Igual que la música, la risa nos interconecta a través de sensores invisibles que descargan corrientes de microfelicidad. Atraviesa culturas, edades y clases sociales. Ayer pasé junto a la sección de frutería de un supermercado del barrio. La han envuelto en madera contrachapada y ahora la misma fruta parece mejor. Más orgánica. Aunque sigue viniendo en avión desde Ecuador y Marruecos aparenta kilómetro cero, cultivada en las propias laderas del Pagasarri. Había calabazas. Los escaparates del casco viejo de Bilbao llevan ya un mes gritando que Halloween se acerca.

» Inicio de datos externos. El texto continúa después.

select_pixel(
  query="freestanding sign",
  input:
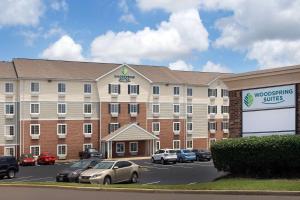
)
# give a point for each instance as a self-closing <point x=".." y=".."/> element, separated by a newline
<point x="269" y="111"/>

Telarañas, tarántulas y murciélagos se están haciendo fuertes también en bares y restaurantes. Es imposible abstraerse. Se te puede olvidar el cumpleaños de tu hijo. La fecha de Halloween, no. Aquí se milita mucho por la recuperación de la Arimen Gaua, la noche de las almas pagana, la tradición rural autóctona. Da lo mismo. Las calabazas de la frutería llevan pegatinas de Halloween. Nos miran desde lo alto de la pirámide con ojos de terror. Les quedan días para que las acuchillen y lo saben. Se lo han contado anteriores generaciones de calabazas en un relato de transmisión oral que cada año cruza el Atlántico. Esto empieza a ser la magdalena de Proust, vuelvo. La cosa es que al pasar junto a la fruta, una dependienta se puso a contar al carnicero y a la cajera lo que había hecho una clienta. Trabaja en uno de los restaurantes que rodean el súper. Había entrado y se había llevado la calabaza gigante.
La de las pegatinas con ojos sanguinolentos, sonrisa malévola y un sombrero de bruja sujeto con chinchetas. Era la calabaza decorativa. “¡La acababa de poner!”. Había diez o doce más. “Se ha llevado ESA”. “¡Habría pagado por ver la cara del cocinero cuando se la ha puesto delante!”. Los tres lloraban de risa. Me contagié. Había entrado con la cabeza cargada y, al salir, estaba hueca. Sólo me faltaban las pegatinas y el sombrero. Poco se habla de la liberación y la sensación de pertenencia que genera reírse de lo absurdo con desconocidos.